What this means: This study seeks to understand how responses in the brain to certain sensory stimuli are developed over the first four months of life. We wanted to understand whether if a pleasant touch is administered to a baby’s forearm in the supine and prone positions, will would observe a cortical response, and if so, could it be recorded and how did it develop over time. We finished the clinical part but unfortunately were not able to see a clear response. This was probably due to technical problems, so UCC had planned to take this further by using our data to make changes to the recording set up but this was impossible due to COVID-19 pandemic.

 

Ketogenic diet in Infants With Epilepsy (KIWE)

Project aim: This is a randomised controlled trial to determine the effectiveness on seizure control of the ketogenic diet compared to alternative further antiepileptic drug treatment. Patients are children with epilepsy aged 1 month to 2 years who have failed to respond to two or more pharmacological treatments.

Investigators: Helen Cross, Laura Lyons, Sally Halsall, Natasha Schoeler, Maryam Balogun, Christin Eltze, Simon Heales, Helen McCullagh, Rachel Kneen, Tim Martland, Jeen Tan, Andrew Mallick, Andrew Lux, Alasdair Parker, Helen McCullagh, Archana Desurkar, Penny Fallon, Helen Basu, Anita Devlin, Rajib Samanta, Shakti Agrawal, Manish Prasad, Rohini Rattihalli, Elma Stephen, Andreas Brunklaus, Martin Kirkpatrick, Ailsa McLellan, Nick Freemantle, Louise Marston, Irwin Nazareth

Summary: The final report is currently in preparation. Recruitment continued until June 30 2021, by which time we had recruited 136 children. Results showed the KD to be similarly effective to further Anti-Seizure Medication (ASM) in infants with drug-resistant epilepsy . More infants in the ASM group however, had changes in ASMs during the intervention period compared to the KD group.

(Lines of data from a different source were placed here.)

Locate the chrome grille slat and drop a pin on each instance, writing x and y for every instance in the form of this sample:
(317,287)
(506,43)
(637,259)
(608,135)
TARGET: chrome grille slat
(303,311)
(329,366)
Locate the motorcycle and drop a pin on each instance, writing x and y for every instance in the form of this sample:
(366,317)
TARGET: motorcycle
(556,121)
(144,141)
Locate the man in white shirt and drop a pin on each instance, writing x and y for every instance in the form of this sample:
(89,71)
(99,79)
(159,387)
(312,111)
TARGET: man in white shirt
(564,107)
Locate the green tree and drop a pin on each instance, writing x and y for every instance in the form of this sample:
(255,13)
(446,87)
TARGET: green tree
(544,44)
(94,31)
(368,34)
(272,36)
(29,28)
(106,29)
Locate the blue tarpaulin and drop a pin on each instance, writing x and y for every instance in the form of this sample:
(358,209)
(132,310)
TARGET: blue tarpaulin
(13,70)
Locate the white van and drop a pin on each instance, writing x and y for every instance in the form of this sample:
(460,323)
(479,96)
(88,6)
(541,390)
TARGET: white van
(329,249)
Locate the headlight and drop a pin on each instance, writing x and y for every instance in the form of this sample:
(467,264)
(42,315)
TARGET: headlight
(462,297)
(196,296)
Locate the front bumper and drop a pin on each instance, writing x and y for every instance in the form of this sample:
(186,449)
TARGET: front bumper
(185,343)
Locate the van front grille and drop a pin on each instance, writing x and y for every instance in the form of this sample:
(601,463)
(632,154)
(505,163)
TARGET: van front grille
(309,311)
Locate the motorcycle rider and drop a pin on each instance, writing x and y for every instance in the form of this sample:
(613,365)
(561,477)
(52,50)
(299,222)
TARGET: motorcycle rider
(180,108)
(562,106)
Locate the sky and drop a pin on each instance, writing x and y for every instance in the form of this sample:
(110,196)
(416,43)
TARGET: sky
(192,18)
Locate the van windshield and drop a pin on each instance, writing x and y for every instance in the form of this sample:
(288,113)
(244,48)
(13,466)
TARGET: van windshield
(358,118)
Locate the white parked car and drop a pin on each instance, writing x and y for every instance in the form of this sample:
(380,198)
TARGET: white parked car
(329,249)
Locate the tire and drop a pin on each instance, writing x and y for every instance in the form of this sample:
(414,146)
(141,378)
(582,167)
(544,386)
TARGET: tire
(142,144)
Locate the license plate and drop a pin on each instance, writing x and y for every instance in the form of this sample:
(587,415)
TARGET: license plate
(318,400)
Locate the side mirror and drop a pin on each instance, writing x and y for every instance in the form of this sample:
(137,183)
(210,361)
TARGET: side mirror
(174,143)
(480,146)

The odds ratio of achieving seizure freedom at 8 weeks numerically favoured KD compared to further ASM.

Completed projects

Workstream 3 – Outstanding Support

Autism spectrum diagnosis (ASD) and epilepsy

Project aim: The assessment of autism for children with complex epilepsy poses many challenges; from fluctuating profiles to diagnostic overshadowing and atypical presentations. This project reviews the issues involved by drawing on more than 20 years’ experience of neurodevelopmental assessment of children with complex epilepsy at GOSH.

Investigators: Harriet Holmes, Francesca Sawer, Maria Clark

Summary: The assessment of autism for children with complex epilepsy poses many challenges; from fluctuating profiles to diagnostic overshadowing and atypical presentations. This project reviews the issues involved by drawing on more than 20 years’ experience of neurodevelopmental assessment of children with complex epilepsy at GOSH.